POLITIQUE

Pourquoi Corneille Nanga a choisi l’exil

C’est lui qui avait annoncé la victoire de Félix Tshisekedi à la présidentielle de 2018 en RDC. Désormais candidat, l’ancien président de la commission électorale resté proche de Joseph Kabila dit se sentir menacé.

18 août 2023 à 09:24

Par Stanis Bujakera Tshiamala – à Kinshasa

Mis à jour le 18 août 2023 à 09:24

L’ancien président de la Commission électorale nationale indépendante (Ceni) et le fondateur du parti l’Action pour la dignité du Congo et de son peuple (ADCP), Corneille Nangaa, le 2 janvier 2019 à Kinshasa. © John WESSELS / AFP

Un jour au Ghana, l’autre en Angola, Corneille Nangaa se méfie. « Depuis quatre mois, je suis dans une tournée internationale, raconte l’ancien président de la Commission électorale nationale indépendante (Ceni).
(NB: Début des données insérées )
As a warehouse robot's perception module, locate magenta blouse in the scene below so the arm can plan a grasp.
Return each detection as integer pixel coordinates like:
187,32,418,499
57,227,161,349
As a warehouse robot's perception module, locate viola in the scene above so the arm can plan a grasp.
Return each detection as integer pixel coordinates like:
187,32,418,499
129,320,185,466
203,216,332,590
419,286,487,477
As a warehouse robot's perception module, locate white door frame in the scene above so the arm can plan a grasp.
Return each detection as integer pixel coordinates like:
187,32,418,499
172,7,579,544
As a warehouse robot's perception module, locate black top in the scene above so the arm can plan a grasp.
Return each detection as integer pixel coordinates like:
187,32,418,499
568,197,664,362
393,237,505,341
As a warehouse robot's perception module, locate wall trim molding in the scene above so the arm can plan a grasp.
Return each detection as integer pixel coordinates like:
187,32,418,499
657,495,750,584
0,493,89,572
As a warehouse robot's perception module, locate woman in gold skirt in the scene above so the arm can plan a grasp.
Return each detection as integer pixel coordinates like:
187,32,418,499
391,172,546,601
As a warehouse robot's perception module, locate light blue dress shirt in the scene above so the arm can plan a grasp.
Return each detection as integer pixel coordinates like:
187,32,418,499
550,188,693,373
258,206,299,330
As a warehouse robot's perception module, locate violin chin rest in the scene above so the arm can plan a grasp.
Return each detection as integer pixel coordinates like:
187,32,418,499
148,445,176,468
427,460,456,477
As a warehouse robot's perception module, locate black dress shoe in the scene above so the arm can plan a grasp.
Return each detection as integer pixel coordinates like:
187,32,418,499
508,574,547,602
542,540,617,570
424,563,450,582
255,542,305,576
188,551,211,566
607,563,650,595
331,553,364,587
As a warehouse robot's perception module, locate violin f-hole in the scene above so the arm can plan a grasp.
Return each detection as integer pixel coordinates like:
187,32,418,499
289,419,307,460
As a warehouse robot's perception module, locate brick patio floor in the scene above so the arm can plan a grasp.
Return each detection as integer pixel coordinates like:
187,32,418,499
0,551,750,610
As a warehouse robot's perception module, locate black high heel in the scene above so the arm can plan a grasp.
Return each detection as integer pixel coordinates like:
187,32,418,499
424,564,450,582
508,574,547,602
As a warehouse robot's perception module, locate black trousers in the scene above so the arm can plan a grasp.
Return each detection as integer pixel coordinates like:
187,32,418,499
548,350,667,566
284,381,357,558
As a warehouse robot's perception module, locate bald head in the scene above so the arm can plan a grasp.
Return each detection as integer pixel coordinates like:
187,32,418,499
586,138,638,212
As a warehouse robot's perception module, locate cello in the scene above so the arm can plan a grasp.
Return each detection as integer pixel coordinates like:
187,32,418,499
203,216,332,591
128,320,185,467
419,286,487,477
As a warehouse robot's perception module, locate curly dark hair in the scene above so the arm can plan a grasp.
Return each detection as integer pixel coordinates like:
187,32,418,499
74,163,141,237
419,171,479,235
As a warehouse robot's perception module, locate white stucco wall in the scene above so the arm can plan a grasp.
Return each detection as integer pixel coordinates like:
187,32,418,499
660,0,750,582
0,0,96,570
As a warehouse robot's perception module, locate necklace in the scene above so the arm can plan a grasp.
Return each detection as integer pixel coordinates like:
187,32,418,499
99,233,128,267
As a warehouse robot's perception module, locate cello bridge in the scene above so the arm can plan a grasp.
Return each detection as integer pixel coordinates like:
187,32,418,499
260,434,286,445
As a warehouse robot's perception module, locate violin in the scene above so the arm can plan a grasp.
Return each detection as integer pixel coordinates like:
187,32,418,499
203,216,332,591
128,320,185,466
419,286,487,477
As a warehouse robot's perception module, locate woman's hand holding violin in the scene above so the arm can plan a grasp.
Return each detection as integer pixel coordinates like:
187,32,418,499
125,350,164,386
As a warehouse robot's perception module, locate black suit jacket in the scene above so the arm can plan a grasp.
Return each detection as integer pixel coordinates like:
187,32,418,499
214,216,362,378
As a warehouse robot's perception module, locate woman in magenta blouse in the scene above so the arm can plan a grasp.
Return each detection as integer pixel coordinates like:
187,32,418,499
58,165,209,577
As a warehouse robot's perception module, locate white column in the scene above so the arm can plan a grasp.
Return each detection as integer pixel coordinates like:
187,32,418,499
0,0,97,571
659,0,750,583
Et les échos qui me parviennent de RDC ne rassurent pas. »

Dans le collimateur

En février dernier, il a franchi le Rubicon et fait son entrée en politique. Autrefois arbitre des querelles électorales, il a fondé son propre parti, l’Action pour la dignité du Congo et de son peuple (ADCP) et annoncé sa candidature à la magistrature suprême. Quelques jours plus tard, son frère, Christophe Baseane Nangaa, gouverneur de la province du Haut-Uélé, se retrouvait dans le collimateur de l’Inspection générale des finances (IGF).À LIREEn RDC, Corneille Nangaa se lance dans la course à la présidentielle

« Il y a quelques jours à peine, des caciques du pouvoir ont commencé à évoquer la possibilité de me traduire en justice pour mes positions en rapport avec la détérioration de la situation sécuritaire du pays », reprend-il. Mais il l’assure, il ne se laissera pas impressionner. « Le régime s’est considérablement cabré et éloigné des attentes du peuple, insiste-t-il. Il voudrait mordicus s’imposer pour un second mandat très discutable. Nous avons dénoncé des situations inadmissibles que personne n’a pu démentir. En quoi le fait de pointer la présence d’infiltrés dans la garde présidentielle est-il un crime ? Est-ce plus grave que de dénoncer les tueries en Ituri ou dans la Tshopo ? Le régime de Félix Tshisekedi a échoué, il devrait en assumer les conséquences. »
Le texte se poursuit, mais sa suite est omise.